Still, Dolly wrote the song, and I loved her version long before Whitney’s came along. It still give me chills, and brings tears to my eyes to hear it. Dolly's voice is not as powerful as Whitney's, but is it so pretty and sweet.
Dolly released the song as a single in 1974. It was number one on the Billboard Hot Country Songs chart not just once, but twice. The first time when it was new, and again when she re-recorded it for the soundtrack of the movie, The Best Little Whorehouse in Texas.
So, as you can see, "I Will Always Love You" was a great success, even before Whitney Houston's popular rendition of it.
#4 – Ain’t No Sunshine – Bill Withers
Written and sung by Bill Withers, this song was originally released in 1971 as the B-side to a song called "Harlem." Disc jockeys played "Ain't No Sunshine" instead of the A-side. That same year it was featured on his album his album Just As I Am. It became a huge hit.
Many artists have covered the song, including Michael Jackson, Paul McCartney, Isaac Hayes, Lionel Hampton, Prince, Sting, Kenny Rogers, Tom Jones and Lighthouse Family. Rapper DMX also sample it for his for his 2001 song "No Sunshine."
#3 – Bring it on Home to Me – Sam Cooke
Written and originally sung by Sam Cooke, "Bring it on Home to Me" was first released in 1962 as the B side to “Having a Party.”
Various other artists including The Animals, Otis Redding, Rod Stewart, Dave Mason, Van Morrison, and Mickey Gilley have covered it.
#2 – Blue Eyes Cryin’ in the Rain – Willie Nelson
This song was written by Fred Rose and originally recorded by Roy Acuff. Willie Nelson included it on his 1975 album Red Headed Stranger.
Willie had enjoyed some success as a songwriter before, but this is the album that put him on the map as a performer. It is a theme album. It tells the story of a preacher who kills his wife, and her lover, after she runs off with a man she loved before.
It’s a great album, worth listening to if you’ve never heard the whole thing. There was also a movie made of it, starring Willie himself as the preacher and Morgan Fairchild as his lost love. I’m afraid Willie is a better singer and songwriter than he is an actor though.
#1 – Don’t Think Twice It’s Alright – Bob Dylan
I know this is an unusual choice, but I've always loved it.
"Don't Think Twice, It's All Right" was first released on Dylan’s 1963 album Freewheelin'. Dylan wrote the song basing the melody on a traditional song “Who’s Gonna Buy Your Chicken’s when I’m Gone. This was apparently a fairly common practice, as I have heard of many other folk and blues songs where the artist claimed authorship of a traditional song when the original composer was unknown.

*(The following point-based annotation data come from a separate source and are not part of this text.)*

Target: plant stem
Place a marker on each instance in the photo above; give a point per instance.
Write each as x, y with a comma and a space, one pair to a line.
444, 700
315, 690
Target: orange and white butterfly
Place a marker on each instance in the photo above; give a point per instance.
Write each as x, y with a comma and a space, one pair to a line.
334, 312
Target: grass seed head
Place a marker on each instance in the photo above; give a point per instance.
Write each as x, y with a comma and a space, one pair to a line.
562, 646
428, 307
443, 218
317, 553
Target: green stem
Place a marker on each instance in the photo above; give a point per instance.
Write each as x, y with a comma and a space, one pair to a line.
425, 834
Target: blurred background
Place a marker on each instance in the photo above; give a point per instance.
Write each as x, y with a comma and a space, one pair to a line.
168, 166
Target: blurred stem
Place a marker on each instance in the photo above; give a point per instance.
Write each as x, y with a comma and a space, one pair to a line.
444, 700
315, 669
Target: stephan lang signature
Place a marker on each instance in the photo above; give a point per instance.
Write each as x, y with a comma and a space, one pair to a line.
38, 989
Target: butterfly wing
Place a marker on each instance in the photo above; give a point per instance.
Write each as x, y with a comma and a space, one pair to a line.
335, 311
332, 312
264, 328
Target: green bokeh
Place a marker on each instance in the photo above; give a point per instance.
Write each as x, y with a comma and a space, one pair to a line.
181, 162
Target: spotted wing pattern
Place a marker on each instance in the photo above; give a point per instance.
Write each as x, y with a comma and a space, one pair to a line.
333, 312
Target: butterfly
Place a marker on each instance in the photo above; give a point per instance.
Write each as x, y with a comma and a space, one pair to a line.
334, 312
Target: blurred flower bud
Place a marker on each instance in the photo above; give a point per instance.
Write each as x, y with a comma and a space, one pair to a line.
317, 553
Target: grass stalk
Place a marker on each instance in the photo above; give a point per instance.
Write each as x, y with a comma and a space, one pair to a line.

Folksinger Paul Clayton, had also used the melody in his song "Who's Gonna Buy You Ribbons When I'm Gone?" That song shares some phrases in common with Dylan’s song also.
The lyrics of the song are slightly passive aggressive. It’s alright, but they never did much talking, she’s not a woman but a child, she didn’t treat him unkind, but she could have done better, and she wasted his precious time. So, apparently he's over it.
Thanks you for listening. I hope you have enjoyed my list. You can probably guess what era I am from by my musical choices. What are your favorite break-up songs?